Was für ein Fehlgriff: Die Halbjahresbilanz von Schalke 04 zeigt, wie viel Geld der Trainerflop Roberto di Matteo die Schalker gekostet hat. Indirekt finanziert hat den Trainerwechsel keine geringere als Helene Fischer.

Trotz der klaren Heimniederlage am Sonntag gegen Köln herrscht bei Schalke 04 gerade Aufbruchstimmung. Und auch wirtschaftlich läuft es bei Schalke deutlich besser, als viele Skeptiker geunkt haben.

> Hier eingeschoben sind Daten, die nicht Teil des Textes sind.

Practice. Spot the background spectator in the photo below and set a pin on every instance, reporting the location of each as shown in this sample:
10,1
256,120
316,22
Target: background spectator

Trotz aller hausgemachten Schwierigkeiten in der Rückrunde haben die Knappen zwischen Januar und Juni gut gewirtschaftet, und es sieht so aus, als könnten sie auch das Fehlen der traditionellen Champions-League-Spiele im Herbst einigermaßen wegstecken.

Der Rückenwind kommt vom Transfermarkt: Dass der Klub im ersten Halbjahr den Umsatz um 10 Millionen auf 99,8 Millionen Euro hochtreiben konnte, geht zu einem großen Teil auf den Verkauf des Verteidigers Kyriakos Papadopoulos an Bayer Leverkusen zurück, der die Transfereinnahmen von 3,6 auf 9,7 Millionen Euro nach oben trieb – und auf Schlagerkönigin Helene Fischer. Nach einem Doppelkonzert der feschen Sängerin in der Veltins Arena landeten fast 2 Millionen Euro Extra-Catering-Einnahmen auf dem Konto der Knappen.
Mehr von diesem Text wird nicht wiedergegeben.